The creative process normally takes place behind closed doors. But the RSC has boldly upended that idea by streaming its Open Rehearsal Project for Henry VI Part One. What this means, in practice, is that cameras are admitted for three sessions each day. At 10am we watch a half-hour company warm-up. From noon, for 90 minutes, we get to see either a class (movement, combat, verse-speaking) or the rehearsal of a scene. Then at 6pm we eavesdrop on a green-room chat, in which company members mull over progress so far. After dipping in and out for the first fortnight – and there’s still more than a week to go before a streamed performance on 23 June – I’m intrigued by how much I’ve learned.
But are open rehearsals a good idea? There was a pivotal moment when Gregory Doran – who shares direction of the project with Owen Horsley – quoted a letter he’d received from an actor who said “the rehearsal room is sacrosanct – actors must not be exposed like this”. I spoke to a veteran actor who said she too was horrified by the idea of the public witnessing the trial and error that takes place in a rehearsal room.
I fully get that but there are extenuating circumstances that justify this experiment. As Jamie Wilkes, one of the company, pointed out: “It is about the process – not the product.” There is none of the pressure of an imminent press night or fully staged production. Mariah Gale also shrewdly observed that what works for an ensemble piece such as Henry VI Part One would be less suited to Hamlet or Macbeth, where individuals wrestle with intractable problems. But the ultimate vindication is that, for both participants and spectators, there is a peculiar joy about total immersion in Shakespeare after 15 barren, largely Bard-free months.
The main lesson, for me, has been that warm-ups and movement classes are more fun for the actors than the observers: there is only so much pleasure to be had from seeing actors engaging in clapping exercises to encourage communality. The real revelation came on the Friday of the first week when Horsley led a verse session with six of the cast. He firstly got them to physicalise the iambic pentameter by repeatedly counting from one to 10, with appropriate stresses, as they crossed the rehearsal-room floor.

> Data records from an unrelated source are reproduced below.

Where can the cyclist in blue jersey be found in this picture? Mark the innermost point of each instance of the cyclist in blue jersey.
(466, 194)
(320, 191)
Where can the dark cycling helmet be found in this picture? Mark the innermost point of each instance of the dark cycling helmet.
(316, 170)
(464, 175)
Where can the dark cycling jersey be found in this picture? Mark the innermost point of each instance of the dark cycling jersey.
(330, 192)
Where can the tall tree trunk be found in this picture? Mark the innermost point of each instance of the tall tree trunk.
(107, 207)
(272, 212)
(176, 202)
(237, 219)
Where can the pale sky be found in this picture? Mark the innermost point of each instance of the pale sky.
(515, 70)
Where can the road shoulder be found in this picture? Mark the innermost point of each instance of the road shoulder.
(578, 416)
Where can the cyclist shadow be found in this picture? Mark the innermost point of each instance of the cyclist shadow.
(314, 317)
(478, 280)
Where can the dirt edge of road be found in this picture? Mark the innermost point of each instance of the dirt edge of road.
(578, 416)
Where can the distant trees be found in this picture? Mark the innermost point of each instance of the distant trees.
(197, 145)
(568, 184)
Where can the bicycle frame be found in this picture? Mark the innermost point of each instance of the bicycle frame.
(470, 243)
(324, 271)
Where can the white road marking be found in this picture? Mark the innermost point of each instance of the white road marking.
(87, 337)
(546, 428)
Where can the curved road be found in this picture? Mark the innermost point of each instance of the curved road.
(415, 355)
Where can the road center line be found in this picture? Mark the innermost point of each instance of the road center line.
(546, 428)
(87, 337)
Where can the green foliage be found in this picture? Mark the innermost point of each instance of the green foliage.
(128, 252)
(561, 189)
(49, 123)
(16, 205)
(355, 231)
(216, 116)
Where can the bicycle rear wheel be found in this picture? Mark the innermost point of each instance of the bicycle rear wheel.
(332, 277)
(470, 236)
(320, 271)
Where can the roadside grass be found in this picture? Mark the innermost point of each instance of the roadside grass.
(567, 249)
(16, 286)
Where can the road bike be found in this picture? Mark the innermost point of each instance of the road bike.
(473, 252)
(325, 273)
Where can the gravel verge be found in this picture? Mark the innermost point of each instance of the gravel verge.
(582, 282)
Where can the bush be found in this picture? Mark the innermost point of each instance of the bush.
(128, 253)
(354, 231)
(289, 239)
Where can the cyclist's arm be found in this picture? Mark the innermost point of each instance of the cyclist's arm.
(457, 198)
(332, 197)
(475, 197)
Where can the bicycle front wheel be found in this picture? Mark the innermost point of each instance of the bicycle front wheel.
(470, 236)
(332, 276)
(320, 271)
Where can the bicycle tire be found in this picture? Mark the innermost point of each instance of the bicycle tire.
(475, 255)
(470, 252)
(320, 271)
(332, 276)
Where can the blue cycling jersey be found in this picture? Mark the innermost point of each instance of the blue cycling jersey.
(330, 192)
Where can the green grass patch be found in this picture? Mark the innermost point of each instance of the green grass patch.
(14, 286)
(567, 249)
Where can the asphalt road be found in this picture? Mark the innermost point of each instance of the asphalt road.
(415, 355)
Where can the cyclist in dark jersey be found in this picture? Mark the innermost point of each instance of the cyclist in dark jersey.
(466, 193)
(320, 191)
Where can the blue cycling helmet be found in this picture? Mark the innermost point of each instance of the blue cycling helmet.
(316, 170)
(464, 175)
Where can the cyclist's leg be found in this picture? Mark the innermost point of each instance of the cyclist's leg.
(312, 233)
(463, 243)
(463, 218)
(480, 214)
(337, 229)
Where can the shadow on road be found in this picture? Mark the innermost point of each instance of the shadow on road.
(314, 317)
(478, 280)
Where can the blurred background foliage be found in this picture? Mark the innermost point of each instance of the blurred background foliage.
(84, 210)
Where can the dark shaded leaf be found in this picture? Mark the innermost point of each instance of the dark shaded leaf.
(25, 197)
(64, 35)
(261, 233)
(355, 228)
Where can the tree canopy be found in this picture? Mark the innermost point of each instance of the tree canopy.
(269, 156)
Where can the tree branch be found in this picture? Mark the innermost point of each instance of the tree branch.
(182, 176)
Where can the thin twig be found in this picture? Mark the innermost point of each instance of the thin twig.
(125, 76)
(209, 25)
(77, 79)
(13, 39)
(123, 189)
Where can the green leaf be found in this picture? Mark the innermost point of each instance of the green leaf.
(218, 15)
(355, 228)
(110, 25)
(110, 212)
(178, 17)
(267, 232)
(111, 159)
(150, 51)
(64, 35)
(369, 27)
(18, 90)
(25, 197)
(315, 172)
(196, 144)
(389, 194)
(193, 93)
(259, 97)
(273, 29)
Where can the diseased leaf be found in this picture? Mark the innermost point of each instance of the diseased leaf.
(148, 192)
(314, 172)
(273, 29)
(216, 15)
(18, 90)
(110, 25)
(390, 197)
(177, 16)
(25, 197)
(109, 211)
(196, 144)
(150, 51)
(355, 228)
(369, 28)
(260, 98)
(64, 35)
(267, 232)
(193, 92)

As he said, “It’s a bit like Sesame Street to start with” but it paid off in that it instilled the rhythm of the standard Shakespearean verse-line.

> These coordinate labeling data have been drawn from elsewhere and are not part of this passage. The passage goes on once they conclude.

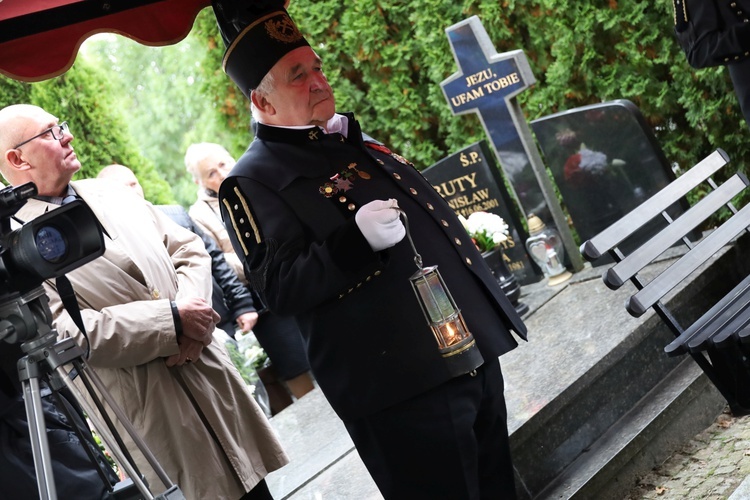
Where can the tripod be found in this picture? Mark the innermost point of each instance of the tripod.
(27, 318)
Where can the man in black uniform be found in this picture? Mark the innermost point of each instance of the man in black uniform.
(715, 33)
(311, 209)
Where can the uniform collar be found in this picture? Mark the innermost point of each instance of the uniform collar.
(343, 124)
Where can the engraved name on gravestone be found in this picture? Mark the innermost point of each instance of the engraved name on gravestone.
(470, 181)
(486, 84)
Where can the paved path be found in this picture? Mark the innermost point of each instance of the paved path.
(713, 465)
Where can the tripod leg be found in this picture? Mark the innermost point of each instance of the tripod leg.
(38, 434)
(106, 435)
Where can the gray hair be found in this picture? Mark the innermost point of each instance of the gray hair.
(264, 88)
(196, 153)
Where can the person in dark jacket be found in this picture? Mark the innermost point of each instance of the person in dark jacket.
(717, 33)
(313, 209)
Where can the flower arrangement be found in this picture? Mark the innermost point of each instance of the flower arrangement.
(486, 229)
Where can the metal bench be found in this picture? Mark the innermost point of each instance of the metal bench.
(719, 340)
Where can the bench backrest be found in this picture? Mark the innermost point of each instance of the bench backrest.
(723, 332)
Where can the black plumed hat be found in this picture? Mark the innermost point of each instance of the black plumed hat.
(257, 33)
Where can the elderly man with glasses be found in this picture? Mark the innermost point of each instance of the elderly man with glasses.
(146, 306)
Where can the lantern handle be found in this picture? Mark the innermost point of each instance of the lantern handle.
(417, 257)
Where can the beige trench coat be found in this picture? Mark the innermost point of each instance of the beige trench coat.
(205, 212)
(124, 297)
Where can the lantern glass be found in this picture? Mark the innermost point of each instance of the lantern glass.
(546, 248)
(433, 295)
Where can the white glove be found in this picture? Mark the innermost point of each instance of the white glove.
(380, 224)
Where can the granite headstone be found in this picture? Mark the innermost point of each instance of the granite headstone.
(605, 161)
(469, 180)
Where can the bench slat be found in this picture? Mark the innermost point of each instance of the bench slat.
(671, 277)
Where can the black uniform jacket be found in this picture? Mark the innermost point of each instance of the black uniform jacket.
(713, 32)
(289, 205)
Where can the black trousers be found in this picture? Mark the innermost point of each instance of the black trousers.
(449, 443)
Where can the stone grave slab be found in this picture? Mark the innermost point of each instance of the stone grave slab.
(605, 161)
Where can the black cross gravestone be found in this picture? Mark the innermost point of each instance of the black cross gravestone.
(470, 181)
(486, 84)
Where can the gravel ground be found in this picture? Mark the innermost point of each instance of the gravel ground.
(710, 466)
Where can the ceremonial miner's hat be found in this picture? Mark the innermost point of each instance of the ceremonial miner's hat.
(257, 33)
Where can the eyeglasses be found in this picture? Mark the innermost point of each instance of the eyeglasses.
(57, 132)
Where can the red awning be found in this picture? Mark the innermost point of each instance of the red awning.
(39, 39)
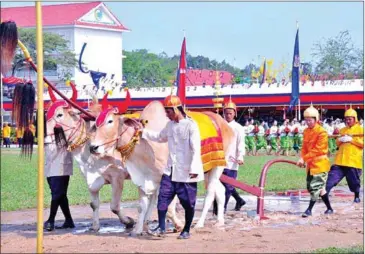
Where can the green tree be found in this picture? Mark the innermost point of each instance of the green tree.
(55, 49)
(337, 55)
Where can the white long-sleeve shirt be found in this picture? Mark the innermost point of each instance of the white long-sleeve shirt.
(250, 130)
(58, 162)
(184, 145)
(236, 149)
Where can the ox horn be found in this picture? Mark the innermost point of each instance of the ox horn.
(104, 101)
(124, 106)
(74, 92)
(51, 94)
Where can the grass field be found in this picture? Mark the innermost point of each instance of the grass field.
(19, 181)
(354, 250)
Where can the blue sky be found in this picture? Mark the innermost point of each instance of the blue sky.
(234, 30)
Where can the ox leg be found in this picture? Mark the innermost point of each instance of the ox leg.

The actors then worked minutely on a speech in Act One Scene Two, when Joan la Pucelle confronts the French Dauphin. They discovered that in her very first line – “Dauphin, I am by birth a shepherd’s daughter” – Joan goes off-beat in that the heavy stress lies on the first syllable. “She’s utilising rhythm,” suggested Horsley, “to get his attention.” The more they worked on the speech, the more the actors realised how regular iambics were mixed with irregular – such as “God’s mother deigned to appear to me” – and how Joan used language to enchant, captivate and convince her auditor. Watching this session took me back to John Barton’s 1984 TV series Playing Shakespeare, which offered a definitive analysis of Shakespeare’s verse.
The delight, as always, lies in the detail: the more you explore the nitty-gritty of a Shakespeare text, the more fascinating the plays become. One morning we saw Doran and the actors working on the crucial Act Two Scene Four, when Richard Plantagenet and Somerset engage in a feud in Temple Gardens that leads to the Wars of the Roses. There was a long democratic debate about the meaning of the scene. Having listened to everyone, Doran concluded that “it’s one of those rows that’s not what it’s about” and that behind it lay the Yorkist Richard’s claim to the throne. That was something vividly clarified in an earlier green-room session, where Doran explained to Michael Balogun (who plays York) and Marty Cruickshank (Mortimer) the complex genealogy in which the roots of civil disorder can be traced back to the birth of seven sons to Edward III.
These rehearsals explore the multiple facets that make up a Shakespeare production – such as fights, movement, music, stage management – but for me two memories prevail. One is the visible sense of relief among the actors at being released from the privations of the past 15 months: “it feels like I’ve come home to a rehearsal room,” says someone. The other is that the heart and soul of the RSC lies in the detailed exploration of text. “A curiosity about language is integral,” says Horsley. That line could stand as a final justification for breaching a time-honoured code and demystifying the theatrical process.
The RSC’s Open Rehearsal Project is available online until 25 June.